ラフ・スケッチ

言えないこともない、訊けないこともない。それって、子どもの集まりみたい。


ごく幼い子どもは、自分を装おうとしない。けれど、あるときから、周りを試そうとする行動が見られるようになるみたいだ。


事実を書こう(描こう)、としたら、事実を書く(描く)しかない。ないものは手に取れないし、そこに置くこともできない。置ける事実がなければ、どこかから取ってくるしかない。あるいは、このような事実はなかった、ということをひとつでも多く明かしていくことで、事実を浮き彫りにする方法もあるかもしれない。なかなか骨の折れる作業だと思う。

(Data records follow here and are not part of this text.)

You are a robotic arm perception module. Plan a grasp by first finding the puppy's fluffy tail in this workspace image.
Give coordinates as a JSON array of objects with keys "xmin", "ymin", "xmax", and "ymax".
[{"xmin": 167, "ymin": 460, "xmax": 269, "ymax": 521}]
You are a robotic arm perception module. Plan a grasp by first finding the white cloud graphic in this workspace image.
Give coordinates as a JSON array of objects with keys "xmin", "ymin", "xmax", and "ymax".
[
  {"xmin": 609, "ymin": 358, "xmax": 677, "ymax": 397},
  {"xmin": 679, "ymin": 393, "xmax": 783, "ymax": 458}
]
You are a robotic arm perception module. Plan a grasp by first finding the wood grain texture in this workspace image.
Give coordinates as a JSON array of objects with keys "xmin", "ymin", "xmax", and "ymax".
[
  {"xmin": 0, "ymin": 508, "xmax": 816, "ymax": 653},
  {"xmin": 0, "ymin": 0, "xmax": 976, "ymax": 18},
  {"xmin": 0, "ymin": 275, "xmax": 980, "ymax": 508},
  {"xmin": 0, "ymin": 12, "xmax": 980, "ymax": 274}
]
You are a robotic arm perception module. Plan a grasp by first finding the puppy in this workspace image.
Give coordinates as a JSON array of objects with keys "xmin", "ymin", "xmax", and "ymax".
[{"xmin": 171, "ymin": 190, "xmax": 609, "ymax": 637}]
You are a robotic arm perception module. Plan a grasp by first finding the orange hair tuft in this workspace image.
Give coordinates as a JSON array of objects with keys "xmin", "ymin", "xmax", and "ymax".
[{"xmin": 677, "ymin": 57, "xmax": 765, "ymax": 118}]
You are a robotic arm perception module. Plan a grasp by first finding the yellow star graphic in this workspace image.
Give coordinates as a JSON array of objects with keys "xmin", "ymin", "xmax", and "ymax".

自分自身が事実になれば、手っ取り早い。手っ取り早いというか、まどろっこしいことがない。本来そういうもので、ついついまどろっこしい後付けのものに惑わされがちなのが、大人の特徴というか、傾向かもしれない。


たとえば、自分がやったことを自分から切り離して眺めみると、「これはエレクトリック・ギターを用いたバンド編成による大人向けのロック音楽だな」などと形容することができるかもしれないけれど、それは方法でしかない。はじめから「エレクトリック・ギターを用いた大人向けのロックをやろう」といって動き出そうとするのは、いかにも大人的である。そういう、狙いすまされた商売があることを僕は認めているし、それを成立させる人たちのことも心から尊敬している。僕がそういう「狙いすまし」をやろうとすると、そもそも、ハナから動き出すことができないからだ。


僕は、片面印刷のチラシの裏側だとか、プリントミスをした用紙の裏側だとかに絵や文章を書く(描く)のが好きだ。裏も表も真っ白な用紙に何かを書こう(描こう)とするのは、妙に緊張してしまうことがある。(「妙」とは良い意味であるのが本来だと思うと、それも自然なことのように理解ができる。ウラ紙に書いた(描いた)下絵や下書きを、本番の用紙にあらためて書く(描く)という手法もある。)


子どもは、裏も表も真っ白な紙にいきなり何かを書き(描き)始めることを、躊躇しないだろう。大人になって、慎重に作業するようになると、下絵や下書きのプロセスを踏むようになることがある。そうして経験を積んでいくうちに、下絵や下書きがいらなくなり、いきなり本番用紙に書くようになる、ということもあるだろう。子どもから始まって、子どもから遠ざかり、また子どもに戻っていくということを繰り返しながら、大人は生きていくのかもしれない。


ずっと子どもでいられたらいいけれど、子どもしかなかったら、子どもであるということが何かを認識することができない。だから、近づいたり遠ざかったりするプロセスは、なるべく子どもでい続けようとするときほど、必要なプロセスだともいえる。


ニュートラルな状態につけられたことばが、ここではたまたま「子ども」だというだけだ。子どもであることに執着するのも、おかしな話である。


両面が真っ白な紙には、むしろ作為を感じないこともない。みな、生まれながらにして、片面に何かを背負っていると解釈することもできる。両面が白紙かどうかなんてことは、問題じゃない。「いま」というこちら側に、何を書くか(描くか)。下書きだとか本番だとか、区別するところがいかにも大人じみている。